De seguida, deparamo-nos com um
segundo critério, defendido por Marcello Caetano, e utilizado inicialmente pela
escola alemã de direito público. Aqui são reconhecidas algumas afinidades no
plano material entre regulamento e lei, sendo que, é possível distingui-los
porque ao regulamento falta a novidade, que é característica própria da lei. Contudo,
este não se apresenta também como um critério perfeito, uma vez que, se
tivermos em atenção os regulamentos independentes ou autónomos, depreendemos
que estes não pressupõem na sua base nenhuma lei, a não ser a lei de
habilitação. Quer isto dizer, que são eles próprios inovadores, até ao ponto de
existir a possibilidade em serem diferentes de município para município.
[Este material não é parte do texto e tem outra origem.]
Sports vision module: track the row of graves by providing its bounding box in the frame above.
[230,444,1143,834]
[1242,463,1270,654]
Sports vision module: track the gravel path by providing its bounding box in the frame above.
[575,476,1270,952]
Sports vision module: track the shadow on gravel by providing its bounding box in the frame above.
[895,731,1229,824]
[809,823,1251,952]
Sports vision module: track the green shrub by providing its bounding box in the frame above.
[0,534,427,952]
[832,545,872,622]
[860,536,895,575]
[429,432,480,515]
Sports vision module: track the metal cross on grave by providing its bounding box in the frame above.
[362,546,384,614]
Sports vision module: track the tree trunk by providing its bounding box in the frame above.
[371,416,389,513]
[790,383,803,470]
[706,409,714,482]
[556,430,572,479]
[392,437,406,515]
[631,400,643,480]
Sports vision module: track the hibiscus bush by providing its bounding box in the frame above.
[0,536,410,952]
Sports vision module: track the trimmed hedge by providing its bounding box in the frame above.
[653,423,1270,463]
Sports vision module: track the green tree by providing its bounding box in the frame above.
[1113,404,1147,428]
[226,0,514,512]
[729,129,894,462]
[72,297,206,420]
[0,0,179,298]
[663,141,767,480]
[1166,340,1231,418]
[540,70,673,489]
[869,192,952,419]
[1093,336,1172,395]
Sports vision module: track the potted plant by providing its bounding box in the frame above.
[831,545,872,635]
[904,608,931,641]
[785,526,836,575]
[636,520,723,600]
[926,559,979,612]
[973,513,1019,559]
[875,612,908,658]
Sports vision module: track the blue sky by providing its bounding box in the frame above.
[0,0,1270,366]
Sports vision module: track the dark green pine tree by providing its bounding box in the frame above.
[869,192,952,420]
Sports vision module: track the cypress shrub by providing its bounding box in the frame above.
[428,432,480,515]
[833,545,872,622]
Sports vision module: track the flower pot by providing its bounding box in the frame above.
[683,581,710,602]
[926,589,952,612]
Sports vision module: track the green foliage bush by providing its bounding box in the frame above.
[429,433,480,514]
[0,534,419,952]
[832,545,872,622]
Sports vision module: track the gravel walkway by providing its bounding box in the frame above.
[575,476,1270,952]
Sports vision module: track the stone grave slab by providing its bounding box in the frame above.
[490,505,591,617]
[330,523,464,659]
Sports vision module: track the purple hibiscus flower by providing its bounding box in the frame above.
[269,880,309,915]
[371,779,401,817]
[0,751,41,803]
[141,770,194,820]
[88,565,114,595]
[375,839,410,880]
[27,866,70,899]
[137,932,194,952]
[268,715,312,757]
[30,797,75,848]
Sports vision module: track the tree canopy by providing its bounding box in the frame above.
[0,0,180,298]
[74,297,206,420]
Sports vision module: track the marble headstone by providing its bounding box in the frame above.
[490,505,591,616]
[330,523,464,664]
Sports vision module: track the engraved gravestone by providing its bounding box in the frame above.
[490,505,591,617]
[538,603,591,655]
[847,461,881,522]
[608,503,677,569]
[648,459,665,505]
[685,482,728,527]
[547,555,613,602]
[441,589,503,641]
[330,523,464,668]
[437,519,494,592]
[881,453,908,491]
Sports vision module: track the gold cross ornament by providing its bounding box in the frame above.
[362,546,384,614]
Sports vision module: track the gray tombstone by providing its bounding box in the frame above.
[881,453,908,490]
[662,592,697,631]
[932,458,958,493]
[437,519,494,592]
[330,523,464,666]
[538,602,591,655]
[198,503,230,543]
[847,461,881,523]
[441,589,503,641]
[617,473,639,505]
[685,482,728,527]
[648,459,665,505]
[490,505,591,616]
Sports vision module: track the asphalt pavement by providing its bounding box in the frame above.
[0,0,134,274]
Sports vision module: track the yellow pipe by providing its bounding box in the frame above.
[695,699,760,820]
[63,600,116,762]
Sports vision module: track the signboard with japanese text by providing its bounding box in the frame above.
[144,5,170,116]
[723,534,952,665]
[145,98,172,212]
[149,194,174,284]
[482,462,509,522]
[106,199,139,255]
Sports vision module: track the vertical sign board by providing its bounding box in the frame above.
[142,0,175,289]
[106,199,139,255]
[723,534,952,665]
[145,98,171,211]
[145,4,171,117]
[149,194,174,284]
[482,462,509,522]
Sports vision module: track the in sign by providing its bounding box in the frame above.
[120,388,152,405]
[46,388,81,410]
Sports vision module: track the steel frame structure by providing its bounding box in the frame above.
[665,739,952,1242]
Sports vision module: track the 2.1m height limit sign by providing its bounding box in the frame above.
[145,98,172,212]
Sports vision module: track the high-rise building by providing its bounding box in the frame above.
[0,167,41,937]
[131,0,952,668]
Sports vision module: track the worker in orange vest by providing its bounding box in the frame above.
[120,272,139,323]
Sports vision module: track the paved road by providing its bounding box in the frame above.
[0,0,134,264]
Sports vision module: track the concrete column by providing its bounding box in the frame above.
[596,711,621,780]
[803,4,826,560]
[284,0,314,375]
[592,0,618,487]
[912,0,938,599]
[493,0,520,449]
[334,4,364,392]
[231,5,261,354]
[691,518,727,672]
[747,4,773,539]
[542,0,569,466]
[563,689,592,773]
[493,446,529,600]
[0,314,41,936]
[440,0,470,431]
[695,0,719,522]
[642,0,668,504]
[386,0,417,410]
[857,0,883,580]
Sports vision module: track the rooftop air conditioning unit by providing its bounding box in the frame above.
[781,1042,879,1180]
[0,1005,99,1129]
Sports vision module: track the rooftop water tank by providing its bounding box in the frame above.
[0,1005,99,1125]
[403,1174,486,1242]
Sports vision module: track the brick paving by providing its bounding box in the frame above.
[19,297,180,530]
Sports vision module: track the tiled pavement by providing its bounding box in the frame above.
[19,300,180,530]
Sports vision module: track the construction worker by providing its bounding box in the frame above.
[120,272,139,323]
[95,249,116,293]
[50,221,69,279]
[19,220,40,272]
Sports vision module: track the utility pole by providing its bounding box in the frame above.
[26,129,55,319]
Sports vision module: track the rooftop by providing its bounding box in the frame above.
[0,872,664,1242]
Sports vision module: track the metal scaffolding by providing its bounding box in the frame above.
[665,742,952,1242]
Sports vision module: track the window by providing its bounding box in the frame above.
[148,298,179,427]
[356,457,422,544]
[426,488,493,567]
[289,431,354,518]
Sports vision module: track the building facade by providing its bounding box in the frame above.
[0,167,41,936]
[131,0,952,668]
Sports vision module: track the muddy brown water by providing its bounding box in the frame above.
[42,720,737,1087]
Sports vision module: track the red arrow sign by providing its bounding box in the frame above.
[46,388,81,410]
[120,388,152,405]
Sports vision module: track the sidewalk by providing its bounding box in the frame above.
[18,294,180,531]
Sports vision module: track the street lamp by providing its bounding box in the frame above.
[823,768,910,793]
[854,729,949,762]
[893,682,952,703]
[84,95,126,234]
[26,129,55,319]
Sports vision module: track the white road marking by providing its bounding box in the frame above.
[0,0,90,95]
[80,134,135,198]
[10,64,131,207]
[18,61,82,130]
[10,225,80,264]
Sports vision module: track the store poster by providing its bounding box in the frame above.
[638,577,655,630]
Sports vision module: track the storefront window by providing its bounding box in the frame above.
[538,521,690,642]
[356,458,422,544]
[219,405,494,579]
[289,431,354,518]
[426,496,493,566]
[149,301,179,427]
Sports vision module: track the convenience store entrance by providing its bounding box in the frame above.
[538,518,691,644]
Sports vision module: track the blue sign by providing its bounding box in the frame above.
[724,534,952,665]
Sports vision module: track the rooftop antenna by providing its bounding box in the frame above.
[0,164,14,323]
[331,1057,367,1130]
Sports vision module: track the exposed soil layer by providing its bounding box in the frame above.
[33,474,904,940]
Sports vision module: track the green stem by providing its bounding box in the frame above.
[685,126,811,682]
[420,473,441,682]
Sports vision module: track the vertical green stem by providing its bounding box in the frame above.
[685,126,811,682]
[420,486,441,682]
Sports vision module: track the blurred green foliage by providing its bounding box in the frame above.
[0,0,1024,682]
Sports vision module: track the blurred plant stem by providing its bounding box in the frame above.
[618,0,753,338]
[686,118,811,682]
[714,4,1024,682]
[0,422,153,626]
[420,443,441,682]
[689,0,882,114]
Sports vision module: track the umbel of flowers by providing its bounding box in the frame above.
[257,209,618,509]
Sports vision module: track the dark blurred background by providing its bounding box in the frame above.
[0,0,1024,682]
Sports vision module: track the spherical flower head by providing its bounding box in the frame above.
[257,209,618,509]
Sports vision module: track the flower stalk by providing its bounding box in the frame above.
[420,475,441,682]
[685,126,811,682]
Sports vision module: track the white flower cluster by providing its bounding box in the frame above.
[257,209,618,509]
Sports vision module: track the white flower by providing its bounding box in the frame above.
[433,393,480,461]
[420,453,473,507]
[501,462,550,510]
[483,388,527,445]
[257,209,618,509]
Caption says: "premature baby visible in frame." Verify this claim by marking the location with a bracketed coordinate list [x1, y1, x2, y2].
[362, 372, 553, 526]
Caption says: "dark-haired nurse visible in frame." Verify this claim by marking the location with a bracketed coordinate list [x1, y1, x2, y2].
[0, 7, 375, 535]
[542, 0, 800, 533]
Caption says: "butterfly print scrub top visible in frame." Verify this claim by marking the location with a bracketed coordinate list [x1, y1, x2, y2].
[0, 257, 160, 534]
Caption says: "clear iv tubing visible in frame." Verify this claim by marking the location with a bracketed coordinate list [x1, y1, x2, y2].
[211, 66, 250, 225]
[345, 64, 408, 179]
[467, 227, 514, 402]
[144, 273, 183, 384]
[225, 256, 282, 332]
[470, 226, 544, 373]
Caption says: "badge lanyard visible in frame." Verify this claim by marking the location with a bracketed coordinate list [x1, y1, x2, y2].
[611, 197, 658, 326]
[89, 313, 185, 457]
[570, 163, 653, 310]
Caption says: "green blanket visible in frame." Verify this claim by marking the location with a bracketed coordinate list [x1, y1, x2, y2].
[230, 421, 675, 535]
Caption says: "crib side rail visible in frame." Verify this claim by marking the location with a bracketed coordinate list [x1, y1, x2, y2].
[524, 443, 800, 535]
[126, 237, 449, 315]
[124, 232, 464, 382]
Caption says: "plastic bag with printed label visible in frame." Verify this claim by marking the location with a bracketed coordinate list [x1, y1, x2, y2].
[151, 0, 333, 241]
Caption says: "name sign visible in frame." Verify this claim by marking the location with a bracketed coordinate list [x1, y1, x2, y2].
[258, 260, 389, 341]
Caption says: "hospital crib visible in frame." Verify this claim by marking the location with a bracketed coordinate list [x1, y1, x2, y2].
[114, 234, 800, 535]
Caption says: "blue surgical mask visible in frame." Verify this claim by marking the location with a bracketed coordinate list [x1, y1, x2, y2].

Finalmente, um terceiro e último critério
que assenta na identidade material entre lei e regulamento. Diz-nos esta teoria,
que substancialmente, os regulamentos são leis, pelo que, a sua distinção apenas
se pode concretizar no plano formal e orgânico. Lei e regulamento, ambos são
materialmente normas jurídicas. Ainda assim, a diferença tem lugar, quanto à posição
hierárquica dos órgãos de onde emanam, e consequentemente do seu respectivo
valor formal, o que acaba por se traduzir em a lei poder revogar o regulamento,
e este não poder fazer o mesmo com a lei. Se, por acaso, o regulamento
contrariar a lei, será ilegal.
Expostos os critérios tidos em consideração
para esta distinção entre lei e regulamento, frisar que, a utilidade prática da
mesma é notada essencialmente em três pontos:
1-Fundamento
jurídico: a lei, normalmente, tem por base unicamente a Constituição. O regulamento só será válido se uma lei de habilitação atribuir competência para a sua emissão,
artigo 112º/7 CRP
2-Ilegalidade:
uma lei contrária a outra revoga-a, havendo ainda a possibilidade de
coexistirem ambas na ordem jurídica com diversos domínios de aplicação. Um
regulamento contrário a uma lei é ilegal.
3-Impugnação
contenciosa: a lei, salvo raras excepções só pode ser impugnada
contenciosamente com fundamento em inconstitucionalidade. O regulamento ilegal
é, em regra impugnável contenciosamente com fundamento em ilegalidade
propriamente dita, ou com fundamento na violação de um regulamento que devia
ter sido respeitado.
Para o professor
Marcelo Rebelo de Sousa, a lei é a principal fonte primária do direito
administrativo português, abrangendo a lei da Assembleia da República, o
decreto-lei e o decreto legislativo regional, artigo 112º/1 CRP. É assim a lei
que desenvolve e torna possíveis os interesses públicos definidos na
Constituição e estabelece os termos concretos da sua prossecução, ou seja,
pode-se também dizer, que é a lei que confere à Administração a habilitação
normativa de que ela necessita para poder agir. Os regulamentos, por sua vez, são
actos normativos emitidos por órgãos administrativos no exercício da função administrativa.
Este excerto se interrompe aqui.